Why 50% weight on the legal-normative tier — in student-exam terms. Think of SAS as grading a student's exam on international law. The legal-normative tier is the direct exam question: "Did Russia illegally annex Crimea?" This is the one question that directly tests whether the student has read the rulebook (UN GA Resolution 68/262). That is why it carries 50% of the grade. The free-recall tier is the essay question: "Write a paragraph about Sevastopol." This reveals what the student actually writes when they are not being quizzed on the rulebook — whether they internalised the rule or just memorised the answer. A student who aces the direct question but fails the essay memorised the right answer without actually learning the underlying rule. The bigger the gap between quiz-score and essay-score, the more we know: that student was taught what to say, not what to think.
That is exactly what the declarative-generative gap measures. A +0.04 to +0.27 gap on the closed flagships (Gemini 2.5 Pro, GPT-5.4, Claude Opus 4.6, Sonnet 4.6, Gemini 2.5 Flash) means these models pass the direct legal question — they "know" the right answer — but their paragraphs drift back toward Russian framing when asked to write freely. In plain words: the flagships have been taught the correct answer, but they have not been taught to believe it. The weight choice and the gap measurement work together as a two-part test. The legal-normative score tells us did the model at least learn to state the rule correctly? — necessary. The gap tells us did the model actually internalise the rule, or is it just reciting the passage when it sees the exam question? — sufficient. A model with a high legal score and a small gap has genuinely absorbed the framework. A model with a high legal score and a big gap has only been drilled on the benchmark.

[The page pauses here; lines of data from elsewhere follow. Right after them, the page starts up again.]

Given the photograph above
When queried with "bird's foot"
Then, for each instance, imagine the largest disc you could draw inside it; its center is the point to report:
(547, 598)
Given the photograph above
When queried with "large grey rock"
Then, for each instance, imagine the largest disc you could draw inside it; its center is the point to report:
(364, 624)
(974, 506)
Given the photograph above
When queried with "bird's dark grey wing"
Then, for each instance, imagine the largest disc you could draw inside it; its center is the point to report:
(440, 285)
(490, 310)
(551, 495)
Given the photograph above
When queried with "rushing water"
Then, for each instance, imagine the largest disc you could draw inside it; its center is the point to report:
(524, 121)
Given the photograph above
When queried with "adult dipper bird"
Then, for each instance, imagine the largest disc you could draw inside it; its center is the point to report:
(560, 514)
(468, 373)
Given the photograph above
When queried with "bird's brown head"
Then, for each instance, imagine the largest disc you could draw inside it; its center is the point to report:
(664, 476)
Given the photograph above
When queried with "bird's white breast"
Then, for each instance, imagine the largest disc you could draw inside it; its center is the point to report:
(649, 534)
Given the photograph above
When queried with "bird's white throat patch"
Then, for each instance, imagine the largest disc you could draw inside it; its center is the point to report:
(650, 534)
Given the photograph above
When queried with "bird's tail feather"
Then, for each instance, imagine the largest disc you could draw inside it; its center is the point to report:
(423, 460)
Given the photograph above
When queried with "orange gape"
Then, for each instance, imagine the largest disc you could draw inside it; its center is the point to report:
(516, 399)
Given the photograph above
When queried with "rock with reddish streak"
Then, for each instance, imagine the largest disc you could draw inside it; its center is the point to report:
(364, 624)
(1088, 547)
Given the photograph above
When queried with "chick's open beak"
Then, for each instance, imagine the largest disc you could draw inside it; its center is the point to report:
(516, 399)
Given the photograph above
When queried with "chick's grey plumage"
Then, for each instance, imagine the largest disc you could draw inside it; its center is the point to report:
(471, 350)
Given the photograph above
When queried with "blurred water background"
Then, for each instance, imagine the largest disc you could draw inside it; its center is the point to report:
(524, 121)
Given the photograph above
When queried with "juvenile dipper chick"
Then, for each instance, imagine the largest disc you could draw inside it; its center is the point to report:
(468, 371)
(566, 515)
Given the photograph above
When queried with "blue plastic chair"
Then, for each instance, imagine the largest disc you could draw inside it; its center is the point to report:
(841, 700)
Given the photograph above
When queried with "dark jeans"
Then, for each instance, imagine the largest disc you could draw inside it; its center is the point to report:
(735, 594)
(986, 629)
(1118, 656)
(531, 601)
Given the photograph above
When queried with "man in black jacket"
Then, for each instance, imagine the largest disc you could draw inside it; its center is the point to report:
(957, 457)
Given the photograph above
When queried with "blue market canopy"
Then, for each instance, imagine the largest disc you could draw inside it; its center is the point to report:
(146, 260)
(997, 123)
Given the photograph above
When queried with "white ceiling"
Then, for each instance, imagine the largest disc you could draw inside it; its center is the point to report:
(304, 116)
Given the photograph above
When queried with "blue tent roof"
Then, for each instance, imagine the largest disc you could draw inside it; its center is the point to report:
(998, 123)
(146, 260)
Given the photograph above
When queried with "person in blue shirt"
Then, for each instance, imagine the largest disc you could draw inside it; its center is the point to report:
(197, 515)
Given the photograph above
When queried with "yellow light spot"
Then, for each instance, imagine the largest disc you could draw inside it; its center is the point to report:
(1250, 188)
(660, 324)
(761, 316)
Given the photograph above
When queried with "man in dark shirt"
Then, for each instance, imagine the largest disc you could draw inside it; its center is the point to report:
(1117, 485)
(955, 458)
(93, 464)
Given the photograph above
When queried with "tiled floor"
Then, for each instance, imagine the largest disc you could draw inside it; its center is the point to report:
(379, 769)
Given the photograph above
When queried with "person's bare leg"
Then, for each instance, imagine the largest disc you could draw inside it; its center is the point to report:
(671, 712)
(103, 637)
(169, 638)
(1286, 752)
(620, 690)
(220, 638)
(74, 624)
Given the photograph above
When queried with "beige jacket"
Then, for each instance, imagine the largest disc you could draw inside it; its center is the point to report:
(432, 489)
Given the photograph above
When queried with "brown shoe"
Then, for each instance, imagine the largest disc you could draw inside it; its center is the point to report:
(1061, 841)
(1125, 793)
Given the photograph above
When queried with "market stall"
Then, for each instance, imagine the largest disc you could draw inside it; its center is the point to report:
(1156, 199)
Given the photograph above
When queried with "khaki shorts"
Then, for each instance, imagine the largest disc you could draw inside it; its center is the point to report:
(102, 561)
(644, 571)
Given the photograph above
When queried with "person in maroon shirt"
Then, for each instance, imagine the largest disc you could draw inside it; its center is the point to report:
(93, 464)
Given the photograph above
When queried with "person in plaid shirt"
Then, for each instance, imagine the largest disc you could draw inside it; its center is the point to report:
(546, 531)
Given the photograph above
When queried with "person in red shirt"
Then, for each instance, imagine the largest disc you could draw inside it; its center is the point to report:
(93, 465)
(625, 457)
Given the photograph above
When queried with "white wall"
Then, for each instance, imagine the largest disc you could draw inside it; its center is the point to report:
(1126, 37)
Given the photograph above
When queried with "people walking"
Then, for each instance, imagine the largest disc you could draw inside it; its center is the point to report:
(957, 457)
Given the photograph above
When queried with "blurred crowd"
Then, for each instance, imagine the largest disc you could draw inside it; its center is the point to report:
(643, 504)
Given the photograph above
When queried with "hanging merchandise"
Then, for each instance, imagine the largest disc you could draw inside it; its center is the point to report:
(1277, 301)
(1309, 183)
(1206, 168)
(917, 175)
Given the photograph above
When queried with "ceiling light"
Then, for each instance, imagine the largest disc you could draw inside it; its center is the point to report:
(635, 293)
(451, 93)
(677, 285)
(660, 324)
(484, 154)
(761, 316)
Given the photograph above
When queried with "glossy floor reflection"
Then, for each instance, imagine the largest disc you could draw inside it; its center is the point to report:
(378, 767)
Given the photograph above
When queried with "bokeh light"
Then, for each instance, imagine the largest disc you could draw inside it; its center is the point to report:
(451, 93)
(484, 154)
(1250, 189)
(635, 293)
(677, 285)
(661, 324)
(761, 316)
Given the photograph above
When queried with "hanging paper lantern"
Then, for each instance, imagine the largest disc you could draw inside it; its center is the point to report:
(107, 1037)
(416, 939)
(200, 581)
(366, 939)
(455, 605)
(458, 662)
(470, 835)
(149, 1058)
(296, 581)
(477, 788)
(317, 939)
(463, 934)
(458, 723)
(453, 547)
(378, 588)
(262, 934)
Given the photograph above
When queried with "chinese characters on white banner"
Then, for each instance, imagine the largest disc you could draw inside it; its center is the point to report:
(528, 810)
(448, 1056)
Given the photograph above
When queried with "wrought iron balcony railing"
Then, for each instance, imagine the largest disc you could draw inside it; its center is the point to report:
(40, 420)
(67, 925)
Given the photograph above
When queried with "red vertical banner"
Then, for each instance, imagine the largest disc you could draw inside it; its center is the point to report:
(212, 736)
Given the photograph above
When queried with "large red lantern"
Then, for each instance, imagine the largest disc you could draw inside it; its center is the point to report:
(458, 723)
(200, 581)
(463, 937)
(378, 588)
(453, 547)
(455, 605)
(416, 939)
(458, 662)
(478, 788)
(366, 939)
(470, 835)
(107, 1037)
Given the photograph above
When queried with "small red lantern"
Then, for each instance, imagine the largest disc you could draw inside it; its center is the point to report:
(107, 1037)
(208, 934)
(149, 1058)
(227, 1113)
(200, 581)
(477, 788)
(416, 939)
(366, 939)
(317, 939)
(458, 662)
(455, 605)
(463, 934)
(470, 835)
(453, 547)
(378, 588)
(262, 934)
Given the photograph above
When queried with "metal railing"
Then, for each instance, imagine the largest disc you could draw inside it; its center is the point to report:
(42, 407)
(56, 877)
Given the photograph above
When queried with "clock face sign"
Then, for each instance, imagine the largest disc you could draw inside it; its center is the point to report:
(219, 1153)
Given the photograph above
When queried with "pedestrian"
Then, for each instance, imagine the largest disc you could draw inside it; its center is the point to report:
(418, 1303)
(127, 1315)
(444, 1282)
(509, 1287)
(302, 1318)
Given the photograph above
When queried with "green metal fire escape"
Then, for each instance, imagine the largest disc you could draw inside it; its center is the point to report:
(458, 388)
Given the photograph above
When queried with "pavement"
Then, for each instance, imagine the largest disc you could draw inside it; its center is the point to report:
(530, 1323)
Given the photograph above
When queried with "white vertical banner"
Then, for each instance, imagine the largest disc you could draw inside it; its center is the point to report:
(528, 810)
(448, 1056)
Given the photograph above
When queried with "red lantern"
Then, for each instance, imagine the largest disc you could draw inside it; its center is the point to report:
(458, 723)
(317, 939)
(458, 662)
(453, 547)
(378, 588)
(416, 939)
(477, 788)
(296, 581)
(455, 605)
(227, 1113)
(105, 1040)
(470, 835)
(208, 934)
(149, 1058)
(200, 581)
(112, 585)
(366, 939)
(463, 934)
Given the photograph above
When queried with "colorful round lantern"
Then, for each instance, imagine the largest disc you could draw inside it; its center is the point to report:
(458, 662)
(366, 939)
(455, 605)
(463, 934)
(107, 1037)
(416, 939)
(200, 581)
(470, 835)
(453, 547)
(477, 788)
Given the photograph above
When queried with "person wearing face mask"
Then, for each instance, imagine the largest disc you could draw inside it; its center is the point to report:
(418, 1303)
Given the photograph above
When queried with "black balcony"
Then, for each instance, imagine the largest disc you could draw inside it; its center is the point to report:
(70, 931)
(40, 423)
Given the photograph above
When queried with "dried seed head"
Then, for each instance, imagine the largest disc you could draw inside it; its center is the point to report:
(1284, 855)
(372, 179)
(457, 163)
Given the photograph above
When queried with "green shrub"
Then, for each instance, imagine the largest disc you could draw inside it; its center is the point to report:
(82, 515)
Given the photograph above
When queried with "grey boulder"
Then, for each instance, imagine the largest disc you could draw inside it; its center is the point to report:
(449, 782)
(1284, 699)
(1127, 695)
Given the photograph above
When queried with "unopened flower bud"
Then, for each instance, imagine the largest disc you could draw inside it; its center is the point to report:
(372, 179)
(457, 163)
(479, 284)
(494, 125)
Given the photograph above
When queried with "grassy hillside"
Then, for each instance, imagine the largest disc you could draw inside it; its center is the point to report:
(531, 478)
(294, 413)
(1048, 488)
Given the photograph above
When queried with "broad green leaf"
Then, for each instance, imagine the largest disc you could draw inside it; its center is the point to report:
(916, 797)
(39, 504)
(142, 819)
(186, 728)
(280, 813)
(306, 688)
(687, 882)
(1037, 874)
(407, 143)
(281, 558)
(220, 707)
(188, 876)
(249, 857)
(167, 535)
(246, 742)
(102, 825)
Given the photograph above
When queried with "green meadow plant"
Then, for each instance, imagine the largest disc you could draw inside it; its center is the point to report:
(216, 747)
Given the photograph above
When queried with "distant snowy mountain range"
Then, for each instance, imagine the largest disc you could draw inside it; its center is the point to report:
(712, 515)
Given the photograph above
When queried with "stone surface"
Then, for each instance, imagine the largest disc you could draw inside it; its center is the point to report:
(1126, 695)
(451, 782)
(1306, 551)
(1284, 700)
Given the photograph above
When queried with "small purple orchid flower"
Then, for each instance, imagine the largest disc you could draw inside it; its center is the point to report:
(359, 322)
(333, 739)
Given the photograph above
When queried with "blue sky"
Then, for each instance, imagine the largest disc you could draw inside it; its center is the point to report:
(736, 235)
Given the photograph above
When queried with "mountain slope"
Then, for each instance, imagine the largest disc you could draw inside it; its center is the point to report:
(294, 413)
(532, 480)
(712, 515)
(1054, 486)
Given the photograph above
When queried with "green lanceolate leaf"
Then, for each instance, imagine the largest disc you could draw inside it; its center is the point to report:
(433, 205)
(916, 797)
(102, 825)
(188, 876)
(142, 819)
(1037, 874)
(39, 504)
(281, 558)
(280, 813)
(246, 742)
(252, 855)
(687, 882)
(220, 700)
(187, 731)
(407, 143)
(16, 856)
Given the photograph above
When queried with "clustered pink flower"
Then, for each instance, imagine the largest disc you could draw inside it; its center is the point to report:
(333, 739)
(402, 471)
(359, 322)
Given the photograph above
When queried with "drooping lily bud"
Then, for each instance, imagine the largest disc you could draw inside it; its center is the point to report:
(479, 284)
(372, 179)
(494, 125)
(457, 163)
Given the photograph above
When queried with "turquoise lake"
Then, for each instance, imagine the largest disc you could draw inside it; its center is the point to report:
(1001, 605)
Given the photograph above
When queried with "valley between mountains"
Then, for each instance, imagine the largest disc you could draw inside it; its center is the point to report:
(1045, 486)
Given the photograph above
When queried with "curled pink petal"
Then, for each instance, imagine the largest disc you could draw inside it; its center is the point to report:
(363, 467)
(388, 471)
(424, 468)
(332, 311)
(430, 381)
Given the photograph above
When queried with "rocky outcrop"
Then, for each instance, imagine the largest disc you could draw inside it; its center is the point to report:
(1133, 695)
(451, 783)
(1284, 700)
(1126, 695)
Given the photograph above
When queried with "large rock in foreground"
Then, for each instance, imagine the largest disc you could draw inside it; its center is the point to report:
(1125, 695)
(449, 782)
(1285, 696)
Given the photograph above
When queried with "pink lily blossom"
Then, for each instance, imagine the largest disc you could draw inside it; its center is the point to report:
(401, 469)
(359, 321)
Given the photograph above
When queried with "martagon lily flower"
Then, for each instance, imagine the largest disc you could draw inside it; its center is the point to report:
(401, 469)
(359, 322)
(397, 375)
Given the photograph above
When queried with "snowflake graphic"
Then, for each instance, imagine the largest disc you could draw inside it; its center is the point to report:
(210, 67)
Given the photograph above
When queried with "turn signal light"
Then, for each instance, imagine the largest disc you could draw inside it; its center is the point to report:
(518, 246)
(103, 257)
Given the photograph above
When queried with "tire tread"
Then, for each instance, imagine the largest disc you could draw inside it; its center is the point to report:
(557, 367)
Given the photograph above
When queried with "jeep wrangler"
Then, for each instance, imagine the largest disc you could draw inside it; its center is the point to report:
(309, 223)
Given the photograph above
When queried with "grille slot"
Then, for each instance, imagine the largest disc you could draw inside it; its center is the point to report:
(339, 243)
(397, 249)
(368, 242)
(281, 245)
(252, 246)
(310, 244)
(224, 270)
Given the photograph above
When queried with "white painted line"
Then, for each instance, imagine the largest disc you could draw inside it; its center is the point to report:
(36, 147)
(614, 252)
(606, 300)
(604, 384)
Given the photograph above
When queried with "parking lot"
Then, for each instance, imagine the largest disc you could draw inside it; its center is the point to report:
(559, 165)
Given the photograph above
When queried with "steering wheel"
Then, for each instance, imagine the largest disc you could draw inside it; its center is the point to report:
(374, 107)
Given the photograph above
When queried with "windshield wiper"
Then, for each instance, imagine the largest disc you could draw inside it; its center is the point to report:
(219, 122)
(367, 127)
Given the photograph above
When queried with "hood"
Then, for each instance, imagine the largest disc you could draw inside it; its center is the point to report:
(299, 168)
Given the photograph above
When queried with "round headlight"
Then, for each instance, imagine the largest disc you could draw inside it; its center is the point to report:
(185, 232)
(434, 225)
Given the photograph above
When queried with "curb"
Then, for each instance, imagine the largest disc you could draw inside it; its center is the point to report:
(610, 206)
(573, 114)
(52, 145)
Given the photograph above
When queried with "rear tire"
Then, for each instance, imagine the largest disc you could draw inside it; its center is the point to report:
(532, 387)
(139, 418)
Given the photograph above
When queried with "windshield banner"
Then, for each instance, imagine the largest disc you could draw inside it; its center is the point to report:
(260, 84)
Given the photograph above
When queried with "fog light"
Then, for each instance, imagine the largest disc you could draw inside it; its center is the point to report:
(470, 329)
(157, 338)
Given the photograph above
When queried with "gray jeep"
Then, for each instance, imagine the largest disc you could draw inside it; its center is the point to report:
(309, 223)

Why these 16 models specifically? Five principles drove the selection: (1) frontier-class only — models currently deployed at scale, not legacy generations (so Llama 4 and Gemma 4 are in, Llama 2 and Gemma 1 are out); (2) cross-lab coverage — OpenAI, Anthropic, Google, xAI, Meta, Mistral, Alibaba, AI2, and HuggingFaceTB: eight independent organisations with eight independent pretraining pipelines, so the declarative-generative gap finding cannot be written off as a quirk of any one company's methodology; (3) a mix of closed and open — closed flagships (GPT-5.4, Claude Opus 4.6, Gemini 2.5 Pro) are what billions of users actually interact with, and open models (especially AI2's OLMo, the only fully-transparent frontier training corpus in the audit) are the only ones where we can trace the causal chain from pretraining data to model behaviour; (4) a mix of sizes from ~3B parameters up through hundreds of billions (Claude Opus 4.6, Gemini 2.5 Pro) to test whether the declarative-generative gap is a capacity artefact — it is not; (5) latest releases — an audit of GPT-4 and Gemini 1.5 in 2026 would be a historical curiosity, whereas an audit of GPT-5.4 and Gemini 2.5 is actionable because those are the models deployed today. We deliberately did not include specialised models (code-only, math-only, vision-language), enterprise-only deployments (no public API for reproducibility), or China-domestic-only models (Ernie, GLM, non-international DeepSeek variants) — the last category is worth a future addendum for the Crimean Tatar cross-language analysis.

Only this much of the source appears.